Online quantization algorithm for gudhi #536

tlacombe · 2021-10-15T10:15:52Z

Provide a quantization algorithm to "summarize" a collection of persistence diagrams.

(At least) One thing that may be discussed :

I put the code in the python/gudhi/wasserstein/ repo, because it is of a "Wasserstein metric" flavor (we minimize something in terms of Wasserstein distance between persistence diagrams). However, it does not rely on POT as other functions in this repo do ; we actually never need to explicitly compute a Wasserstein distance/matching explicitly. Perhaps would it belong directly to the gudhi/ repo ?

Also TODO :

Check for quantization.py : is the copyright correct?

src/python/doc/wasserstein_distance_user.rst

biblio/bibliography.bib

src/python/doc/wasserstein_distance_user.rst

src/python/gudhi/wasserstein/quantization.py

src/python/doc/wasserstein_distance_user.rst

Co-authored-by: Vincent Rouvreau <10407034+VincentRouvreau@users.noreply.github.com>

…evel into quantization_v2

tlacombe · 2021-12-01T10:56:06Z

Corrected.
Any thought on if this code belong to the /wasserstein module? From a theoretical perspective, the goal is to solve some minimization with respect to the Wasserstein distance between persistence diagrams (so it makes sense to put it there), but from a practical perspective (code), it does not rely on pot contrarily to other functions in the /wasserstein module (because we can solve our optimization problem without explicitly computing such distances/matchings).
My feeling is that it can stay there, doing gudhi.wasserstein.quantization makes clear that we are quantizing something with respect to the Wasserstein distance ; but I am open to discussion of course.

mglisse

I guess keeping it in wasserstein/ is ok.

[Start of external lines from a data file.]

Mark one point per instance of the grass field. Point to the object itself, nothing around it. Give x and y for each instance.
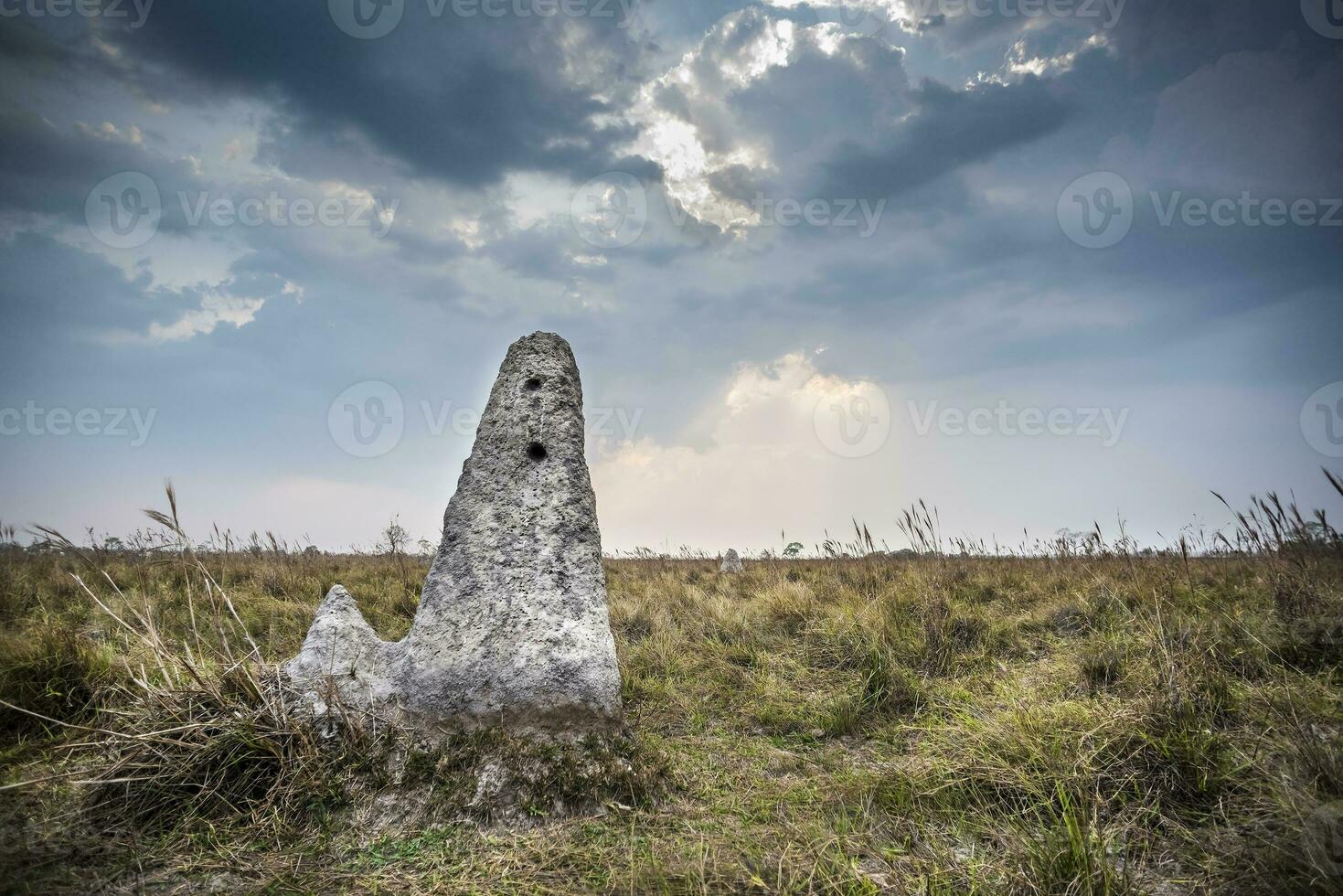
(1091, 721)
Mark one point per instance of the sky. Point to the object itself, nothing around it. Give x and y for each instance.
(1039, 263)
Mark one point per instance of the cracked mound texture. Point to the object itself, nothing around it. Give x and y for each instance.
(512, 627)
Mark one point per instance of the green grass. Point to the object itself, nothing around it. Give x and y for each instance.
(1050, 726)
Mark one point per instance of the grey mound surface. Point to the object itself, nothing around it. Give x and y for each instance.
(512, 627)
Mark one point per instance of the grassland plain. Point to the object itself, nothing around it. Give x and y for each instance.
(1093, 720)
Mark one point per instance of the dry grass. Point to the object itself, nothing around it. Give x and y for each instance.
(1090, 721)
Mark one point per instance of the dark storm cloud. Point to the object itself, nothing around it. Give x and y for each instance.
(951, 128)
(458, 98)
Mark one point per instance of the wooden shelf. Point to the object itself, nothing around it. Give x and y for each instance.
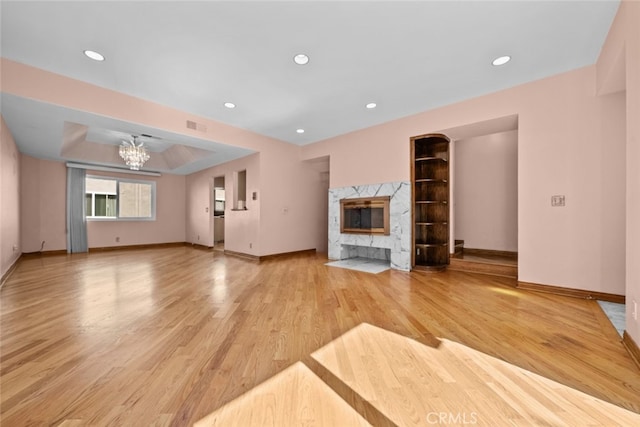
(431, 180)
(430, 195)
(444, 202)
(430, 158)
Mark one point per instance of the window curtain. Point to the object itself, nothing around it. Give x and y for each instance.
(76, 219)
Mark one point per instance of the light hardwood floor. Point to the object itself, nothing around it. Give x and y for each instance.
(169, 336)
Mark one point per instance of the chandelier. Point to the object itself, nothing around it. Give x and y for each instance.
(133, 154)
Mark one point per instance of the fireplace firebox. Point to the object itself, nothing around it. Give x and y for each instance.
(368, 215)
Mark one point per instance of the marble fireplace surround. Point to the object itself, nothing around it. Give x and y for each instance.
(396, 247)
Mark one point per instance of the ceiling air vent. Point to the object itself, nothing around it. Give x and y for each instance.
(196, 126)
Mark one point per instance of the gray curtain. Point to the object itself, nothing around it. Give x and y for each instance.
(76, 220)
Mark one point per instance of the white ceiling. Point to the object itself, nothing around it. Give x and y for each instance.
(193, 56)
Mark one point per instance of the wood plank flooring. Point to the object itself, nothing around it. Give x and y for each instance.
(168, 336)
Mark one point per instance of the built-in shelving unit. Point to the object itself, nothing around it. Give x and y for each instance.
(430, 199)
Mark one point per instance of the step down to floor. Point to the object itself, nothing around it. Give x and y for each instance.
(495, 269)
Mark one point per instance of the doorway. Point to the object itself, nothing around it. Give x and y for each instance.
(484, 194)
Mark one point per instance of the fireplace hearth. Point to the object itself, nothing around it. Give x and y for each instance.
(393, 247)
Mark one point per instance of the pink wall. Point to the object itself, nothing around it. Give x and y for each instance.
(9, 199)
(485, 189)
(241, 227)
(619, 66)
(43, 205)
(168, 227)
(562, 125)
(282, 177)
(291, 202)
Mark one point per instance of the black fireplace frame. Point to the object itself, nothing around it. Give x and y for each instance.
(364, 205)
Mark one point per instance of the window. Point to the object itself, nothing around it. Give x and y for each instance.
(115, 198)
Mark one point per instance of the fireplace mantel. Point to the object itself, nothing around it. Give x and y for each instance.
(395, 246)
(365, 215)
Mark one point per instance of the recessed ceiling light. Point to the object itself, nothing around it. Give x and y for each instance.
(94, 55)
(501, 60)
(301, 59)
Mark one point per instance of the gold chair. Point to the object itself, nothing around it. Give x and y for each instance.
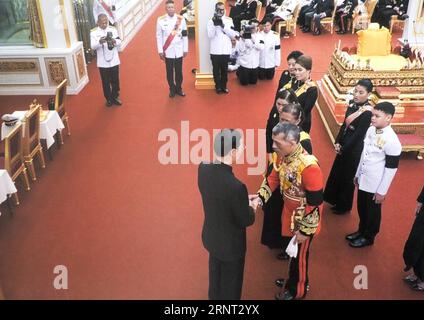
(59, 106)
(290, 24)
(330, 20)
(31, 141)
(14, 159)
(395, 21)
(370, 5)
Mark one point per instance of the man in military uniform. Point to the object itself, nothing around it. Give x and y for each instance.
(172, 42)
(220, 32)
(105, 41)
(300, 179)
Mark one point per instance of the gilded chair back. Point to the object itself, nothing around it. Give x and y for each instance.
(32, 130)
(13, 157)
(59, 102)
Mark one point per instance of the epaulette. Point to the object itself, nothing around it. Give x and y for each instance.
(304, 136)
(308, 160)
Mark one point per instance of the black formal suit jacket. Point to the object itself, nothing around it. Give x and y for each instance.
(227, 212)
(351, 139)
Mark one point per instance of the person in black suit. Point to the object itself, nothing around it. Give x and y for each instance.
(413, 253)
(228, 211)
(348, 145)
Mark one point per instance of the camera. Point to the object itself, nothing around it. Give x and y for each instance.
(247, 31)
(217, 20)
(109, 40)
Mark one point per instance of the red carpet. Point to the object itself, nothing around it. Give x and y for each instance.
(127, 227)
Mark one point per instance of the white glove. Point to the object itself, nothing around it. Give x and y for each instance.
(291, 249)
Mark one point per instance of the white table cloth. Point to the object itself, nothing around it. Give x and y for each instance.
(48, 127)
(7, 186)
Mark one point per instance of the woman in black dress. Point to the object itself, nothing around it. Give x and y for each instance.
(271, 230)
(305, 89)
(348, 145)
(413, 253)
(288, 74)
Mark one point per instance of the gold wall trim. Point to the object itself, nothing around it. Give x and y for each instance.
(41, 19)
(65, 23)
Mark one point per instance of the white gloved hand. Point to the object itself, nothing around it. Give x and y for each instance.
(292, 248)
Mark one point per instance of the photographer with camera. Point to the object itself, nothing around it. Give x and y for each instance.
(220, 32)
(250, 46)
(105, 41)
(270, 57)
(106, 7)
(172, 43)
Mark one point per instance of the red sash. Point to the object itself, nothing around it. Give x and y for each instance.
(107, 9)
(356, 114)
(172, 34)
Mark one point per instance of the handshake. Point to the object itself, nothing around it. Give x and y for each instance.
(255, 201)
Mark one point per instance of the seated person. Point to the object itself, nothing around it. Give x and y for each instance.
(282, 13)
(272, 5)
(249, 46)
(387, 8)
(247, 14)
(344, 12)
(322, 9)
(305, 7)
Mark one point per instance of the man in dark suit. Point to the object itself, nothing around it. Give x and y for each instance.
(228, 211)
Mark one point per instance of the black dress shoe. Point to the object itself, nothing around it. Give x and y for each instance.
(284, 296)
(353, 236)
(339, 211)
(117, 102)
(360, 242)
(417, 287)
(283, 256)
(280, 282)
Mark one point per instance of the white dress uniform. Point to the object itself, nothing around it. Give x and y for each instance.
(250, 50)
(221, 37)
(164, 26)
(285, 11)
(99, 9)
(105, 58)
(270, 56)
(379, 159)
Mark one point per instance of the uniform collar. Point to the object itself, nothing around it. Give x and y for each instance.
(381, 131)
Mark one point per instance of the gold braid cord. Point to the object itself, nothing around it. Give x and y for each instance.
(308, 224)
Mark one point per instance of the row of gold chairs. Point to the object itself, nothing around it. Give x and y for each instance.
(21, 149)
(290, 24)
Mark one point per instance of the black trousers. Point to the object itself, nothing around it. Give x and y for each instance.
(220, 70)
(267, 74)
(225, 279)
(174, 70)
(340, 188)
(110, 82)
(247, 76)
(369, 215)
(298, 271)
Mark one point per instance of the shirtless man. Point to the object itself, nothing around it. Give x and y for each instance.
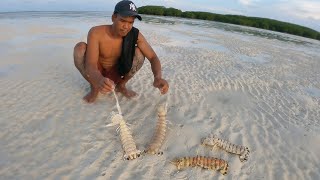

src/python/doc/wasserstein_distance_user.rst

mglisse · 2022-01-15T12:13:53Z

src/python/doc/wasserstein_distance_user.rst

+different tori with some additional noise.
+Starting from an initial codebook ``c0``, centroids are iteratively updated as new diagrams are provided.
+As we use the standard metrics between persistence diagrams (denoted here by :math:`\mathrm{OT}_2`), points in the
+diagrams that are close to the diagonal do not interfere in the codebook update process.


So it is the same as having an implicit point on the diagonal in the codebook?

More precisely, having a point in the codebook that represents "all the points on the diagonal" (or, formally, looking at the quotient space where you identify the points on the diagonal).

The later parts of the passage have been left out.